This kernel based on the kernel https://www.kaggle.com/artgor/a-look-at-russian-kagglers-over-time

<a class="anchor" id="0"></a>
# Kaggle ML & DS Survey

We have a Machine Learning and Data Science Survey from Kaggle (2017-2019).

Let's analyze information about Ukrainian kagglers (I'm Ukrainian myself too), including the best from them now (2020) - Grandmasters, Masters, Gold Medalists etc.

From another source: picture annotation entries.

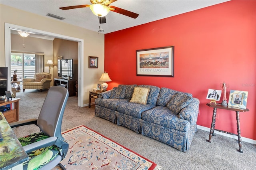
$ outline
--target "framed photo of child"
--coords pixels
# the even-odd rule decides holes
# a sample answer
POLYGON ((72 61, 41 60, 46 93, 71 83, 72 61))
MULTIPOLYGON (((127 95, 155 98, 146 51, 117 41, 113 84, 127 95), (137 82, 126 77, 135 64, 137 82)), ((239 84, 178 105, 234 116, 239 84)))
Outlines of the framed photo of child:
POLYGON ((230 90, 228 105, 246 109, 248 96, 248 91, 230 90))

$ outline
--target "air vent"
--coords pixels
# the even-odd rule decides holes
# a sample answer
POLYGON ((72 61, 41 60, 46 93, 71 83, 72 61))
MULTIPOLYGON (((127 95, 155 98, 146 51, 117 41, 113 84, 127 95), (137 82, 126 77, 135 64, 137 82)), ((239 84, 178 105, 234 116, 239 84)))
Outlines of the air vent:
POLYGON ((65 19, 64 18, 62 17, 61 16, 57 16, 56 15, 55 15, 52 14, 50 14, 50 13, 47 14, 46 15, 46 16, 49 16, 50 17, 58 19, 58 20, 63 20, 65 19))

<a class="anchor" id="0.1"></a>
## Lists of those whom I found in Kaggle ranking (information is still being updating):

1. [Kaggle Competitions Grandmasters and Masters from Ukraine](#1)  
1. [Kaggle Notebooks Grandmasters, Masters and Experts from Ukraine](#2)
1. [Kaggle Competitions Gold Medal (or Medals)](#3)

In [None]:
!pip install -U vega_datasets notebook vega

In [None]:
# importing libraries
import numpy as np 
import pandas as pd 
import os
import math
import matplotlib.pyplot as plt
import seaborn as sns
%matplotlib inline
from plotly import tools
import plotly.graph_objs as go
from plotly.offline import init_notebook_mode, iplot
from plotly.subplots import make_subplots
import warnings
warnings.filterwarnings("ignore")
init_notebook_mode(connected=True)
from ipywidgets import interact, interactive, interact_manual
import ipywidgets as widgets
import colorlover as cl

In [None]:
# loading data from different years
DIR = '/kaggle/input/kaggle-survey-2018/'
df_free_18 = pd.read_csv(DIR + 'freeFormResponses.csv', low_memory=False, header=[0,1])
df_choice_18 = pd.read_csv(DIR + 'multipleChoiceResponses.csv', low_memory=False, header=[0,1])
# Format Dataframes
df_free_18.columns = ['_'.join(col) for col in df_free_18.columns]
df_choice_18.columns = ['_'.join(col) for col in df_choice_18.columns]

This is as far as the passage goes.